Мне часто доводилось слышать смесь японского с английским, но сочетание японского с русским я встретил впервые. Я сказал, что корейского совсем не знаю, а по-русски понимаю немного. Старуха старательно кивала головой, облизывала губы, будто пробовала на язык свой забытый японский, пытаясь вытянуть его из памяти.
– Вы куда ехать? – Говорила она с акцентом, которого я никогда раньше не слышал.
– Я еду на Итуруп.
– А-а, Итуруп. Теплоход?
– Да. На теплоходе. Вы учили японский с детства?
– Да. Восемьдесят пять лет. Японский забыла. Японцы нету больше.

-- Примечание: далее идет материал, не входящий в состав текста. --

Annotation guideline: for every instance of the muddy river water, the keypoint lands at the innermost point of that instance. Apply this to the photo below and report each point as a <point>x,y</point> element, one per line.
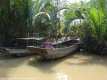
<point>78,66</point>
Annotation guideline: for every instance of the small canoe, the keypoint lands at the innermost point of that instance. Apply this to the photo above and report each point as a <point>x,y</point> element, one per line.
<point>59,50</point>
<point>19,52</point>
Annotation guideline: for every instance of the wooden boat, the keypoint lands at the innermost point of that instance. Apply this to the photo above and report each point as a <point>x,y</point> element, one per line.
<point>18,52</point>
<point>59,50</point>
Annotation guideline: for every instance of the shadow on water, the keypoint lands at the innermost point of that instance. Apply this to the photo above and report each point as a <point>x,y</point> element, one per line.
<point>87,59</point>
<point>77,58</point>
<point>7,63</point>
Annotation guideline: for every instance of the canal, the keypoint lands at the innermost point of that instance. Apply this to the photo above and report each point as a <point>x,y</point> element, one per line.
<point>77,66</point>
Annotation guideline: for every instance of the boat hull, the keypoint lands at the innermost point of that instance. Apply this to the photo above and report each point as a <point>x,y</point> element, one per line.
<point>54,52</point>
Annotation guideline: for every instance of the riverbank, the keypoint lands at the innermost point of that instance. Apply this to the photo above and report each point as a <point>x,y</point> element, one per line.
<point>78,66</point>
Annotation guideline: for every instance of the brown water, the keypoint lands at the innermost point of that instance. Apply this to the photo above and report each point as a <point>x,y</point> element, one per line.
<point>74,67</point>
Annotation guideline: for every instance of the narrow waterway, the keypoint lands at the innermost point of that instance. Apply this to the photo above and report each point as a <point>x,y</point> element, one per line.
<point>77,66</point>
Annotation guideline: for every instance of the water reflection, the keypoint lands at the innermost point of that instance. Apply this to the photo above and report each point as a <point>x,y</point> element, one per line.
<point>73,67</point>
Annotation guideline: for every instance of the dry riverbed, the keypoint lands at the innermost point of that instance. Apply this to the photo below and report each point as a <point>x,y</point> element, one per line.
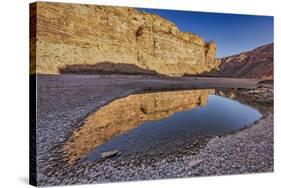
<point>65,100</point>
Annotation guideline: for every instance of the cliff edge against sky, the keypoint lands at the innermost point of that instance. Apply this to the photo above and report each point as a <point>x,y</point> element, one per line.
<point>73,34</point>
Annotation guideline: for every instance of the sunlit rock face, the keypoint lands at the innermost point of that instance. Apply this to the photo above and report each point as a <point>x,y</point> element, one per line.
<point>88,34</point>
<point>125,114</point>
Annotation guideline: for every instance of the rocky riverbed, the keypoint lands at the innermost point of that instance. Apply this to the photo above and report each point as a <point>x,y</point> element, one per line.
<point>65,100</point>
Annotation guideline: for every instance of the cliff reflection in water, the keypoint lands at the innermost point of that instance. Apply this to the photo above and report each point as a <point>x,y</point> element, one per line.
<point>125,114</point>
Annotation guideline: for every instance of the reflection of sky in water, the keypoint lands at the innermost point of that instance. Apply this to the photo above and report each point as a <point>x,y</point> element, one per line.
<point>220,115</point>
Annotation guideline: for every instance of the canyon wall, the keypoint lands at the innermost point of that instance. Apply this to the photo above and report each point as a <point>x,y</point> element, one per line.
<point>256,63</point>
<point>75,34</point>
<point>125,114</point>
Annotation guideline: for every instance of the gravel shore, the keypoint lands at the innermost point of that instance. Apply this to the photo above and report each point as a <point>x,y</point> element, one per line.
<point>64,101</point>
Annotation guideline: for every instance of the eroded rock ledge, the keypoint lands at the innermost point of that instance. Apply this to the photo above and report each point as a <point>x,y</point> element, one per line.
<point>88,34</point>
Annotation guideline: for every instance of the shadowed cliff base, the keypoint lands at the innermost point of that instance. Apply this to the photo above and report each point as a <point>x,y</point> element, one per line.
<point>106,68</point>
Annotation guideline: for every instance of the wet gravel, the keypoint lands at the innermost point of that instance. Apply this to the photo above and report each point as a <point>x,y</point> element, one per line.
<point>63,101</point>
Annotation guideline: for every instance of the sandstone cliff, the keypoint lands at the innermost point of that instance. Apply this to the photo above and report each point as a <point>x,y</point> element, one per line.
<point>125,114</point>
<point>75,34</point>
<point>257,63</point>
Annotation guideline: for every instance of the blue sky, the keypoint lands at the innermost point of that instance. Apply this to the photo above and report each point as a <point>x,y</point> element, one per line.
<point>233,33</point>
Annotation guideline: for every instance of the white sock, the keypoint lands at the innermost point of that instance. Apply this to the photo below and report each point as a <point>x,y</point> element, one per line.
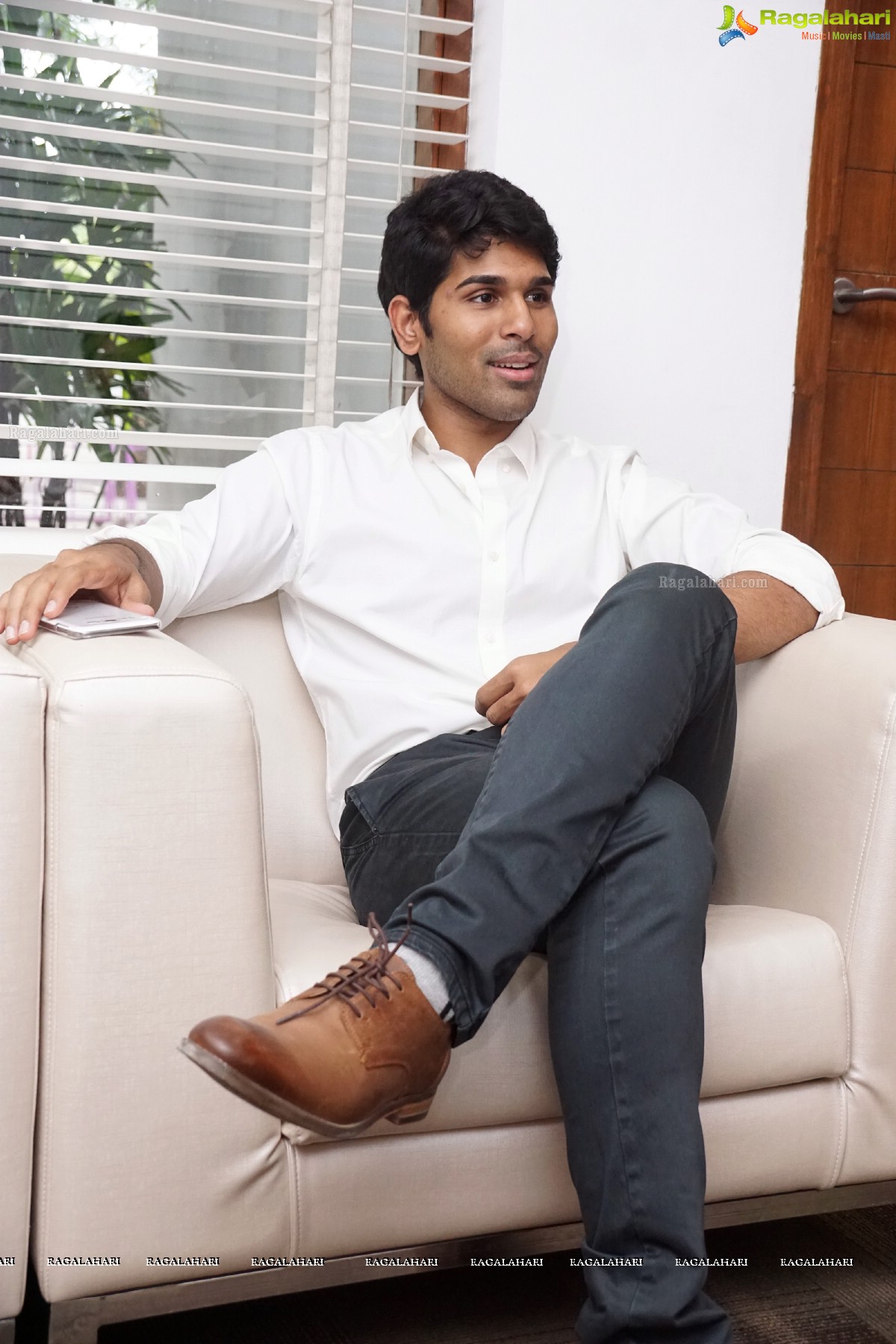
<point>429,980</point>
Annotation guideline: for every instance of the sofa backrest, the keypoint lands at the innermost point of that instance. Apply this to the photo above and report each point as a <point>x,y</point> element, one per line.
<point>249,643</point>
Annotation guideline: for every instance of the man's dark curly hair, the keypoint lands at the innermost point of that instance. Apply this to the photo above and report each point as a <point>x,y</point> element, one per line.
<point>461,211</point>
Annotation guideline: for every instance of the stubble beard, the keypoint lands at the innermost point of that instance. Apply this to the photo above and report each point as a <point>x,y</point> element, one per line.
<point>499,403</point>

Да уж, конечно. После 1945 года японцы исчезли с этих земель. Остался только японский язык и те, кто его помнил. Чтобы выжить, нужно было приучить свой рот, привыкший говорить по-корейски, к двум неродным языкам. Для старухи и японские и русские слова звучали как приказы правителей из чужих стран: «Делать то! Не делать этого!» Тем не менее она говорила на двух языках, не смешивая их, и это вызывало во мне уважение. Правда, я опустил глаза, чтобы она не догадалась, о чем я думаю. Ее родным языком был корейский, но кто понимал его? Рыночные торговки, такие же, как она, ее дочь да сын. Поэтому, увидев человека с лицом как у ее сына, совсем не похожим на лица русских, она первым делом обратилась к нему по-корейски.
– Почему Итуруп?
Почему я еду на Итуруп? Если скажу: отдыхать – примет за идиота. Хорошо альпинистам: отправляются в горы, и всем понятно зачем. А ехать на остров, чтобы им полюбоваться… Не такой это остров. Просто так на Итуруп не поедешь, нужна причина. У меня есть российская виза на год, но для поездки на остров требуется другая, так что без правдоподобного объяснения меня туда не пустят.
– Я изучаю растения.
То же самое я сказал турагенту, оформлявшему мне визу, когда тот спросил о цели моего визита. Исследователю-ботанику попасть на остров проще, чем обыкновенному туристу. Сказать по правде, я не могу отличить риса от пшеницы, но никому и в голову не пришло интересоваться подробностями моей работы.
– Соевый соус хочешь? – Старуха показала пальцем на пакеты у закрытой палатки. Не знаю, сколько пробуду на острове, может, и начну скучать по соевому соусу – я решил взять у старухи одну бутылку. В мятом целлофановом пакете, похожем на морщинистое лицо старухи, кроме соевого соуса с этикетками на корейском языке лежали маленькие пакетики с соленьями и сушеной морской капустой.
– Дай мне и это, – попросил я и протянул старухе пятидесятирублевую бумажку.
– Это па-по-рот-ник. – Старуха показала пальцем на пакетик. С виду похоже на намул.[2] Так я узнал, как он называется по-русски. Я спросил про хоси-комбу.
– Сушеная морская капуста, – без промедления ответила старуха.
Мне показалось, будто я услышал мудреный научный термин, но позже понял, что так говорят все.